Любка поднялась. Донька провела рукой по ее груди, по животу.
— Растет?
— Нету от этого радости.
— Не кручинься, будет радость. — Донька опустилась на подушки. Ее высокая грудь поднималась, и колыхалась рубашка, украшенная тонкими городскими кружевами. — А жить без радости нету расчету.
— Как бы ни жил, а умирать не хочется, — сказала Елизавета Гавриловна, — на том свете темно.
— Кто его знает. А может, и там какой-нибудь херувим подвернется. Только мне того херувима, что с шашкою, чтоб подходящий был парень…
Елизавета Гавриловна укоризненно покачала головой.
— Ну и Донька. Язык — помело.
Любка улыбнулась уголками губ, подтянула платок.
— Пойду. Как бы наши не кинулись шукать. Старикам тоже невесело. — Наклонилась к Елизавете Гавриловне: — Ежели что будет, скажите.
После ухода Любки Елизавета Гавриловна процедила в кувшины молоко, выставила их во дворе на колесо, зажгла лампу и присела на лавку.
— Душа болит, — пожаловалась она, — что-то сосет да сосет. Не пустила Мишу с товарищами, думала — лучше, а теперь, может, хуже обернется. Павла тоже мать отговорила, погоны пришивала, крест приготовила.
— Павлу мать не причина, — серьезно сказала Донька, — со своим не равняйте, Гавриловна. Павло не какой-нибудь несмышленыш.
— Все же мать ему злодейкой оказалась.
— Может, к лучшему? Сердце материнское чуткое. Мать там услышит, где другому глухо. — Донька потянулась, погладила острые плечи Елизаветы Гавриловны. — Поменьше думками себя мучайте. Как ни думай, а все будет так, как и должно быть. От судьбы не уйдешь.

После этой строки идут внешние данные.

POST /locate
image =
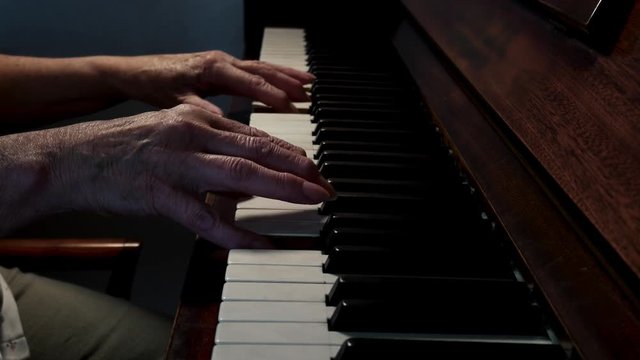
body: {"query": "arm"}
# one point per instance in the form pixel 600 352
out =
pixel 41 89
pixel 38 89
pixel 155 163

Донька почувствовала тупую, ноющую боль во всей правой стороне тела. Она с трудом перевернулась на спину. Боль не уменьшалась.
— Может, попарим? — предложила Елизавета Гавриловна. — Я в полдни у прикладка сенной трухи нагребла. Сено майское, духовитое.

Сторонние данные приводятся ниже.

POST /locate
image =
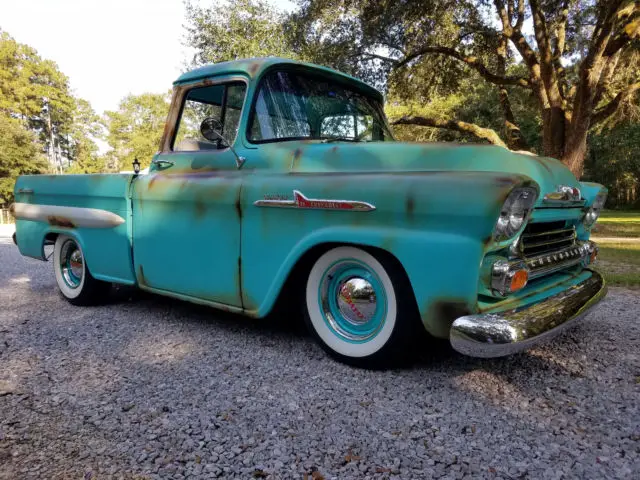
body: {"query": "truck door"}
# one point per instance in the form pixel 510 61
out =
pixel 186 224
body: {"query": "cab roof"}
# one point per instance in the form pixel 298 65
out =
pixel 253 68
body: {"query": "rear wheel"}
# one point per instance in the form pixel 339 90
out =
pixel 357 307
pixel 73 277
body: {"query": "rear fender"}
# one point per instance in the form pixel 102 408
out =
pixel 98 246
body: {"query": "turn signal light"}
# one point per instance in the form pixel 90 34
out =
pixel 519 280
pixel 508 277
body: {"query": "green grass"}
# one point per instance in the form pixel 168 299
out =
pixel 618 224
pixel 620 263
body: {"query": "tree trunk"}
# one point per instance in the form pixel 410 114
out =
pixel 553 132
pixel 576 148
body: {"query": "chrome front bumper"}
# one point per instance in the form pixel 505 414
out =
pixel 503 333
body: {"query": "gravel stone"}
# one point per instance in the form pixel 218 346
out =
pixel 149 387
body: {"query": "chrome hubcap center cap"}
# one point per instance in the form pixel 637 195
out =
pixel 71 264
pixel 356 299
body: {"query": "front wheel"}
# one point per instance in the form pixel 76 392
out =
pixel 73 277
pixel 359 307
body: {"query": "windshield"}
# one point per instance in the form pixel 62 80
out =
pixel 301 106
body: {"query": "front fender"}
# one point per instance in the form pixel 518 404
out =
pixel 443 284
pixel 107 251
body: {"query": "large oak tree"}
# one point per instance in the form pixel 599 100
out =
pixel 577 58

— Беспокойство для вас, Гавриловна.
— Какое там беспокойство. Я сейчас, — она выкатила из сеней кадушку, принесла соломы, затопила плиту…

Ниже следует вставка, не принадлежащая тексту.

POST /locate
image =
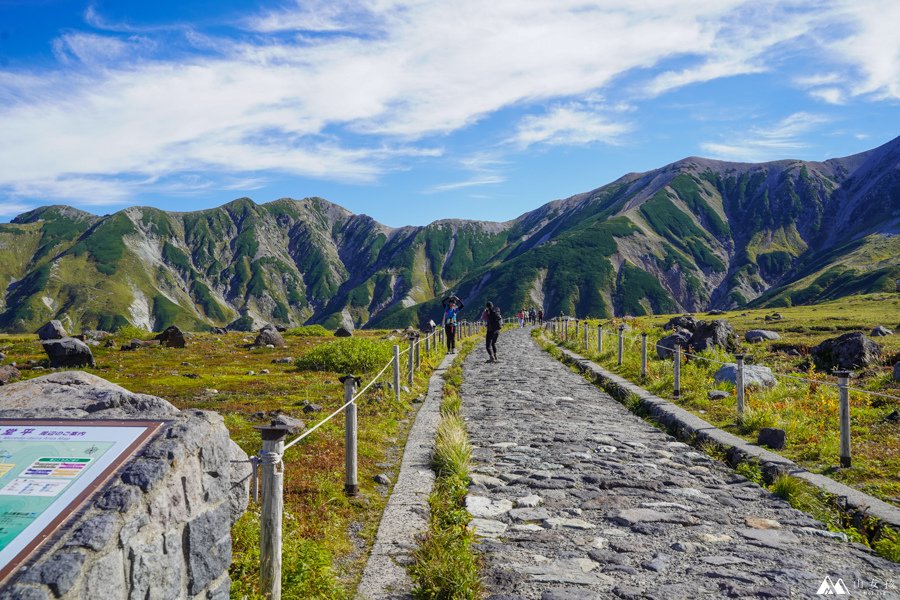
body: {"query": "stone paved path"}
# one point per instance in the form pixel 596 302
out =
pixel 578 499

Ночь проходила, а Карагодиных не было. Женщины не спали. Перед рассветом под окнами пронеслась ка-кая-то конная ватага. Топот оборвался возле Батуриных, и спустя несколько минут всадники, судя по звуку копыт, ускакали. «Слава богу, мимо», — подумала Донька. Она страшилась доноса. Она представляла себе, как ее проведут по станице под улюлюканье и насмешки, оскорбительные прежде всего для Егора. Потом ее положат на липкую от крови лавку и унизительно накажут. Карагодин рассказывал, как старательно секли Шестерманку, как кричали под шомполами сильные мужчины и на коже вспухали рубцы. «Лучше помереть, — прошептала Донька, — лучше помереть».
Боялась она, что опозорят и исковеркают ее тело, так любимое Егором. Мысли, одна хуже другой, мучили ее. Донька нащупала корец, зачерпнула из ведра воды, выпила. Суставы ломило, подушки нагрелись, стучало в виски. Потом тело обмякло, начался жар.
Карагодиных все еще не было. Елизавета Гавриловна вышла за ворота.
Вставало солнце, снова наливая жаром пыльную площадь. Обозы двигались беспрерывно. К фронту подвозили орудия. Пастух напрасно трубил на рожке. Хозяйки не пускали коров в череду. Степи кипели войсками.
Возле Батуриных прохаживался пластун в лохматой, со свисающим курпеем, папахе. Постолы, надетые поверх козловых ноговиц, доказывали, что пластун — из горного Закубаиья. Часовой изредка приостанавливался, щупал забор, словно по-хозяйски определяя добротность огорожи.
«Видать, какой-то генерал на постое, — подумала Карагодина, — то-то ночью к их дому топотели».
К Батуриным подскакал Ляпин в своей гвардейской форме. Он на скаку спрыгнул на землю, привязал коня и быстро прошагал в дом. Вскоре оттуда выбежала простоволосая, плачущая Любка. Вслед за ней с бранью выпрыгнул Лука. Не оглядываясь, Любка подбежала к забору, пересекла улицу и очутилась у Карагодиных. У перелаза Лука остановился и повернул обратно.